I think I’d like to start this by apologizing. I don’t think I’d like us to happen anymore.
For almost a year now, I have known you. I’ve known who you are, but we haven’t officially met. I hear people talk about you and with every word people have spoken, I’ve grown more convinced that you are a marvel. I see your work and read your writing, I look at your pictures, and scroll through my feed to find your posts that always make my morning tea a little warmer.
Over the past year, I’ve gotten to know you more, bit by bit like a puzzle coming together. And with every other bit, an image of you developed in my head, you grew more perfect; more perfect for me. You were an exact replica of the guy I had always pictured myself being happy with. You were honest, humble, and reliable, you were authentic. You had empathy, you had dreams, ethics, standards, and you’re passion burned holes through my heart. You were strong and against all odds, you rose, over and over again; I admired you. A lot.
By this time, though, I realized I was afraid of something. I could’ve walked up to you and introduced myself many times, but I never did and it wasn’t because the timing wasn’t right, it was because I didn’t want to. I didn’t understand this earlier, but I was actually scared of meeting you, scared of getting to know you. I grew terrified of the idea of our worlds finally colliding because I’ve been waiting so long for something so immense, I was sure I over glorified it; you. In you, I saw no flaws, and that made me sure I wasn’t seeing things right.
I did not know you, why did I ever think I did? I liked the you that was obvious to everyone else and that surely wasn’t really you. I was falling for an idea; one I had eluded myself with regardless of its reality.
What if we do fall for each other and you’re nothing like what I had imagined you to be? What if your words are just words and your writing is merely paragraphs of shallow thoughts with a shovel? What if the loving caring person I see is just a facade over a narcissistic boy? What if you don’t fill the shoes I had made for you and you end up throwing them away; that would destroy me.
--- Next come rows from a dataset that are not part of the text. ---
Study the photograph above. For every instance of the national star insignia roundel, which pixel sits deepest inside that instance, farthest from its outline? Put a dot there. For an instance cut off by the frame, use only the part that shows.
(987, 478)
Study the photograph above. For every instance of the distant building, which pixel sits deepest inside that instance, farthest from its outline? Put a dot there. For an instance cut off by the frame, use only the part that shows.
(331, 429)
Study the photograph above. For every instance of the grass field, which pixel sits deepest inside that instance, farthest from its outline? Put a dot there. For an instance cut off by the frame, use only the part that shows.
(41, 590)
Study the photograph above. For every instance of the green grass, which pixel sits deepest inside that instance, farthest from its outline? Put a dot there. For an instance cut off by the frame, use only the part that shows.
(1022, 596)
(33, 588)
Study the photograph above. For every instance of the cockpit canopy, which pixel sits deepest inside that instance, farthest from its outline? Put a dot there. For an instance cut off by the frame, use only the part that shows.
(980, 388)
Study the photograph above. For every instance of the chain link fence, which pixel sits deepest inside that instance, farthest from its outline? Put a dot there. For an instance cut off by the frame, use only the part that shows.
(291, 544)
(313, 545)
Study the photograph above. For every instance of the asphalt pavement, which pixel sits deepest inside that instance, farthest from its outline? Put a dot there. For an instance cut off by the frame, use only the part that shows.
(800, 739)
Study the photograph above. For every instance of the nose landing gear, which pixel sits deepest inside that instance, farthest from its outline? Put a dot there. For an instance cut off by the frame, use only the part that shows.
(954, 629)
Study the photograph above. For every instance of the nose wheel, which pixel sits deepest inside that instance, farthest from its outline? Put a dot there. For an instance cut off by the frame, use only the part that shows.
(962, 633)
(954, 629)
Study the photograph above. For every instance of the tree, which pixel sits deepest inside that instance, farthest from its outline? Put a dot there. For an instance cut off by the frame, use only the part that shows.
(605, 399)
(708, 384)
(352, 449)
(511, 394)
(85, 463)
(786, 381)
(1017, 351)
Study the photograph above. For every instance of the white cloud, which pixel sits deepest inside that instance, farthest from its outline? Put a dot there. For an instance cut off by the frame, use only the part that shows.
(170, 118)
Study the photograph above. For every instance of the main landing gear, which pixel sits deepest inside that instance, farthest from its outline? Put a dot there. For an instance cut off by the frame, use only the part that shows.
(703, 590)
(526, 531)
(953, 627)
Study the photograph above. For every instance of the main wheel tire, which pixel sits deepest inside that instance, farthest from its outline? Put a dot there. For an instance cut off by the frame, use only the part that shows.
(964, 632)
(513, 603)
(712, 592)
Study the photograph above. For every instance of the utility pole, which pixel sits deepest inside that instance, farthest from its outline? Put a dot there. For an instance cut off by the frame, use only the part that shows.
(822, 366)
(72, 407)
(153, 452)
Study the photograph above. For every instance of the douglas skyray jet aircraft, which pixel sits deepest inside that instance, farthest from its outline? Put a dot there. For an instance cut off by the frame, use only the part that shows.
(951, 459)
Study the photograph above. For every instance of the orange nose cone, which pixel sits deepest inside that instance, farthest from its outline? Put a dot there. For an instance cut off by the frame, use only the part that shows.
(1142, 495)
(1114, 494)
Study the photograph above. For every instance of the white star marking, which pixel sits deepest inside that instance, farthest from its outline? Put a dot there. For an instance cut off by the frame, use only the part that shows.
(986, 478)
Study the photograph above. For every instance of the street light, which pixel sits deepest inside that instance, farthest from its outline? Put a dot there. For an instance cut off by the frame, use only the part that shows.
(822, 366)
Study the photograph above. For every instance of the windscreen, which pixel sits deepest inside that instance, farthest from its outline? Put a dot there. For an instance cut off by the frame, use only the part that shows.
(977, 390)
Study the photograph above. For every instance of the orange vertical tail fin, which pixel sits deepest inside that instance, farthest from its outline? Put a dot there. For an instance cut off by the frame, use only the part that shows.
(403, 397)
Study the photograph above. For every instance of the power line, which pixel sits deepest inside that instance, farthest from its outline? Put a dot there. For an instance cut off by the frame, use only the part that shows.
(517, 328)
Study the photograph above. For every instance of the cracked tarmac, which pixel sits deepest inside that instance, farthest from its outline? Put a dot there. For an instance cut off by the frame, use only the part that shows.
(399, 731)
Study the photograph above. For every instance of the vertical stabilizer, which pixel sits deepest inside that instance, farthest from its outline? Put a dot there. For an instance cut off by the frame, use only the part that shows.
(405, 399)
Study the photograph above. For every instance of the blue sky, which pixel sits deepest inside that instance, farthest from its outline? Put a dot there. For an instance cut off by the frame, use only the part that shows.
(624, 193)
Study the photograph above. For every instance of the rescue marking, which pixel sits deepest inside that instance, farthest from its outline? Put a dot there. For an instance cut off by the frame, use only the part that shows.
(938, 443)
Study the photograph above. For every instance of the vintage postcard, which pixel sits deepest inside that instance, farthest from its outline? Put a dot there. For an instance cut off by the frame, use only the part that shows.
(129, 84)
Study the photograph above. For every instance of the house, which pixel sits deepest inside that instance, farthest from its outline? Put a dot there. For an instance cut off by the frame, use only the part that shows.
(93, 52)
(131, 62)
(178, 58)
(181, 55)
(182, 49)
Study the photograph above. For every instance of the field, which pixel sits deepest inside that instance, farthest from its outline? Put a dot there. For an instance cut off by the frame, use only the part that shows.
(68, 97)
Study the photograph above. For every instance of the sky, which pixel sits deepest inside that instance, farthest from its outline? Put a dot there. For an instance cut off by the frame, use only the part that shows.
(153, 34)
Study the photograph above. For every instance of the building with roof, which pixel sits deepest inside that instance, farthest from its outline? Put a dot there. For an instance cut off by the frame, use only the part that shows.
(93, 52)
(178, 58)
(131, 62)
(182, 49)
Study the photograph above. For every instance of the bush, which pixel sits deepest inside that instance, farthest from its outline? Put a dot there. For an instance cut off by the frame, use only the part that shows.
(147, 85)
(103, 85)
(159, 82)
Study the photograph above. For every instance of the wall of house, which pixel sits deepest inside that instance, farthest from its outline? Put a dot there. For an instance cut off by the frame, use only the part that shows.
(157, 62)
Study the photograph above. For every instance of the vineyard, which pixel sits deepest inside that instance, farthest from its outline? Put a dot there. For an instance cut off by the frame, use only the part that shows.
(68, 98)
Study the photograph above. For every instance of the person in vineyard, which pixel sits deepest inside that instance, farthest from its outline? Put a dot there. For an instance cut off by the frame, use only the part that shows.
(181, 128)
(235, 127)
I’ve built you up so high I’m scared you’re really nowhere near the top.
Yes, I am a coward.
I don’t want to risk losing you even if that means never actually having you. Never truly having you would hurt less than losing you, it would hurt less than having you not be the guy I will eternally admire. I’d rather have your perfect image with me forever than have you smudge it with apology proof ink. I’d rather keep you abstract than have you be a disappointing reality. I’d rather have your notion intact than in pieces in front of me.
I’d rather have you stay than be real.
I’m sorry, I’d rather us never meet.